Rembang — Masyarakat kini semakin dimudahkan mendaftar haji. Sejak awal pekan ini (18/04), peraturan baru yang memangkas proses pendaftaran haji mulai diberlakukan. Kemarin, Kamis (22/04), Kakankemenag melalui Kasi Haji dan Umroh, Shalehuddin melakukan sosialisasi kepada Bank Penerima Setoran (BPS) terkait regulasi tersebut di Kemenag Rembang.

Regulasi tersebut sebagaimana tertera dalam Keputusan Dirjen Penyelenggara Haji dan Umroh Nomor 28 tahun 2016 tentang Pedoman Pendaftaran Haji Reguler. Shalehuddin menjelaskan, pendaftaran haji dipangkas dari tiga tahap menjadi dua tahap. Sehingga mempermudah masyarakat melakukan proses pendaftaran haji.

Adapun prosesnya yaitu, calon Jemaah haji kini cukup membuka tabungan di BPS sebagai Biaya Penyelenggaraan Ibadah Haji (BPIH) senilai Rp 25 juta. Setelah menyetor, calhaj akan menerima bukti setoran BPIH dengan mencantumkan nomor validasi dan dibubuhi stempel BPS.

Setelah itu, calhaj bisa langsung menuju ke Kemenag domisili untuk mendaftar dengan mengisi formulir pendaftaran berupa Surat pendaftaran Pergi Haji (SPPH) dan menunjukkan bukti setoran BPIH. Petugas Kemenag lalu akan mendaftarkan calhaj ke Siskohat untuk mendapatkan nomor porsi.

Sebelumnya, calon jemaah haji melakukan pendaftaran dengan tiga proses. Pertama, mendaftar di Kemenag, menyetor BPIH ke BPS dan mendapatkan nomor porsi, setelah itu kembali lagi ke Kemenag untuk menyampaikan bukti cetak tersebut.
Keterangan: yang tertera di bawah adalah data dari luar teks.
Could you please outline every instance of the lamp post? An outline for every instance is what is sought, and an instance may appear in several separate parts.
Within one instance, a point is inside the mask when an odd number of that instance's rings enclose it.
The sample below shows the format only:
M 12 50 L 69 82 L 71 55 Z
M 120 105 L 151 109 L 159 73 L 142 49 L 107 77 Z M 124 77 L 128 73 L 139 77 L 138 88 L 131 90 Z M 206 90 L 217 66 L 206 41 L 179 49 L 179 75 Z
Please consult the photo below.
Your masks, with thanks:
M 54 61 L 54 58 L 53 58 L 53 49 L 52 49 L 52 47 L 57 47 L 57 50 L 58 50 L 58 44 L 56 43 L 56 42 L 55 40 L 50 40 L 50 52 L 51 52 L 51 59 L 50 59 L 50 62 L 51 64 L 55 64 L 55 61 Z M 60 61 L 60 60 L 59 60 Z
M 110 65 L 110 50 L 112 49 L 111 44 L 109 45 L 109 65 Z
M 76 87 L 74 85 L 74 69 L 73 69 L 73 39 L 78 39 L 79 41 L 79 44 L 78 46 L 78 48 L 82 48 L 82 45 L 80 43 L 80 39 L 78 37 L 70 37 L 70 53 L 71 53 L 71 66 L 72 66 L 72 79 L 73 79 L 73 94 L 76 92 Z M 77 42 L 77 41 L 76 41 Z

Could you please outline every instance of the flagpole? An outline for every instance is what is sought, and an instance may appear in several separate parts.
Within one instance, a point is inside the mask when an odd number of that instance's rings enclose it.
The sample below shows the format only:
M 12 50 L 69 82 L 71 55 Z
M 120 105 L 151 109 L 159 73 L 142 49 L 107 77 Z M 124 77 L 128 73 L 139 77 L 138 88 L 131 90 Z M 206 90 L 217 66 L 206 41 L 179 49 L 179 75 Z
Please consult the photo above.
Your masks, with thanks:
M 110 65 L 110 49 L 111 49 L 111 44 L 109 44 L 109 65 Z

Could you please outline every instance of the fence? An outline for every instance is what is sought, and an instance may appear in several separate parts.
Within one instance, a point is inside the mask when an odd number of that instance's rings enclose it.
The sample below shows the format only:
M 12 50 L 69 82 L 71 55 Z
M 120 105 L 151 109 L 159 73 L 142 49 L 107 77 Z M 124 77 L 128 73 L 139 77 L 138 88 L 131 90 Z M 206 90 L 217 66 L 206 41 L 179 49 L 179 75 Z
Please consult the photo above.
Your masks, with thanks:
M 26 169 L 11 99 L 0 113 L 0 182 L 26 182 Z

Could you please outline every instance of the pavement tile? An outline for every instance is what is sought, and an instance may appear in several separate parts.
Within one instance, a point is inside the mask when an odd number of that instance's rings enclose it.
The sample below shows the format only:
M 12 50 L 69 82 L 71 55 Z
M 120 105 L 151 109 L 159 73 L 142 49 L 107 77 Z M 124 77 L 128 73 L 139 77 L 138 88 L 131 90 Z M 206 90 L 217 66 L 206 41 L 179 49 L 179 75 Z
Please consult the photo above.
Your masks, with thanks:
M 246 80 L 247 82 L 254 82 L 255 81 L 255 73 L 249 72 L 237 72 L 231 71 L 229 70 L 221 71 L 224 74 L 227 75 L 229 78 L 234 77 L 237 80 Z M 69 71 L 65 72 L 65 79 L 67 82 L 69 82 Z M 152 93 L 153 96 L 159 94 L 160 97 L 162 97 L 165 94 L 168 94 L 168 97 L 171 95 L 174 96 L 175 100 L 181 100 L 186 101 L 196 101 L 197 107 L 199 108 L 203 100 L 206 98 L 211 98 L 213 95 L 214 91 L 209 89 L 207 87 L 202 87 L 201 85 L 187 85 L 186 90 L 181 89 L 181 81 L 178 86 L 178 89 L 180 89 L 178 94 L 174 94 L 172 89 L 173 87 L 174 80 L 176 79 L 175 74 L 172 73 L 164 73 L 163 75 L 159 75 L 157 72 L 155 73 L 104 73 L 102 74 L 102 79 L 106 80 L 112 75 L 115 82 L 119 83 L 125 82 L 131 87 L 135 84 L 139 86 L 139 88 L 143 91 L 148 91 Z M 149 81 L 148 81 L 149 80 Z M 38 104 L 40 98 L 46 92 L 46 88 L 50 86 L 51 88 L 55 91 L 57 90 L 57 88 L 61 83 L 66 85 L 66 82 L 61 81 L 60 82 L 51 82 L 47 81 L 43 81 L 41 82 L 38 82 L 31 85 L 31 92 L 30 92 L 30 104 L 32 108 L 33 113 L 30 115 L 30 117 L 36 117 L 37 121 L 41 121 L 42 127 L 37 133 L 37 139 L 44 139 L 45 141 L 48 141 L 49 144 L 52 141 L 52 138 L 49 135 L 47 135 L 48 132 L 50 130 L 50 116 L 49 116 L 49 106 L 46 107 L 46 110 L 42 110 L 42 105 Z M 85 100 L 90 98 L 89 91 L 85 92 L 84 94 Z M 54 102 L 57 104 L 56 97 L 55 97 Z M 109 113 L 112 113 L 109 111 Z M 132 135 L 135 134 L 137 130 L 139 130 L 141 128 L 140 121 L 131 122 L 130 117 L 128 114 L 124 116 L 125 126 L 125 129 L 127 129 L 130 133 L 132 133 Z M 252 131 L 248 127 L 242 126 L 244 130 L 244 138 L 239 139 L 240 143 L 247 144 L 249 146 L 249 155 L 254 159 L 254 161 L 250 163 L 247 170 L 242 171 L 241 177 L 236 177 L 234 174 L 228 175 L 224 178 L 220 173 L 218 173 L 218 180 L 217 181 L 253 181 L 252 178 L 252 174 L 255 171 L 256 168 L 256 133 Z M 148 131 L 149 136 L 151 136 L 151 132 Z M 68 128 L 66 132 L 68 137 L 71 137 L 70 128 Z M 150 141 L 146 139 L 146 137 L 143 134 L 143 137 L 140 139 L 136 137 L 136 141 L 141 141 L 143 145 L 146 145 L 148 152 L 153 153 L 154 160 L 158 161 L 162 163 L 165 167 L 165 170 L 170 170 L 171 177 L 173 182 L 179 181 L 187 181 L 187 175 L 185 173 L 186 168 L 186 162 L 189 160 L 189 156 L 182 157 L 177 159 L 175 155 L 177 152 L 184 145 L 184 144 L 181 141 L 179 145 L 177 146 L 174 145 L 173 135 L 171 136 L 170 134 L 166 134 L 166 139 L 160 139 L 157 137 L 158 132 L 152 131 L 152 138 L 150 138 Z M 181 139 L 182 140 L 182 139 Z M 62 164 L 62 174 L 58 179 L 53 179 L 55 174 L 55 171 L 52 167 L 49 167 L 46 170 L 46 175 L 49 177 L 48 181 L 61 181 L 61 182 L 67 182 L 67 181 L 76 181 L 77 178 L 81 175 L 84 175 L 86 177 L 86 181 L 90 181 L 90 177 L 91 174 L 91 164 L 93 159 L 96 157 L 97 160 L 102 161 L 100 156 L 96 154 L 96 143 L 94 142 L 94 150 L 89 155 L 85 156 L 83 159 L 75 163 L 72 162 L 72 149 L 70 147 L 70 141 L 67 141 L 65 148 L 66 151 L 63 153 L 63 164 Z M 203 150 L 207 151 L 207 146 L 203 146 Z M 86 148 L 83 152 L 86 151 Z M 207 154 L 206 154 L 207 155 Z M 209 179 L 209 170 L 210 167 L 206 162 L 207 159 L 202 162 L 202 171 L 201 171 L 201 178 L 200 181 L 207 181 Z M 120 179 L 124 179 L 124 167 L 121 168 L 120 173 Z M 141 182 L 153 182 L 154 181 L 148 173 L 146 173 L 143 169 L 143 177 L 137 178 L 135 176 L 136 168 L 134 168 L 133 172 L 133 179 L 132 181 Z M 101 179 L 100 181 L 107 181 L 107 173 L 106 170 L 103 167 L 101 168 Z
Proses pemangkasan juga berlaku untuk pembatalan haji. Sebelumnya, calhaj yang membatalkan pergi harus ke Kemenag Kabupaten. Setelah itu berkas dibawa ke Kanwil diteruskan ke Ditjen PHU. Namun kini dipangkas. Calhaj mengajukan pembatalan ke Kemenag Kabupaten/Kota dan langsung diajukan ke Ditjen PHU.

Pemeriksaan Kesehatan

Sementara beberapa bulan menjelang pemberangkatan, akan dilakukan pemeriksaan kesehatan pada 25 April mendatang. Kemenag Rembang telah melakukan surat sosialisasi ke Kepala KUA Kecamatan.

Shalehuddin meminta Kepala KUA agar memberitahukan calhaj yang akan berangkat tahun ini untuk memeriksakan kesehatan di Puskesmas setempat. Namun untuk penjadualnnya, Kepala KUA bisa berkoordinasi dengan Kepala Puskemas setempat.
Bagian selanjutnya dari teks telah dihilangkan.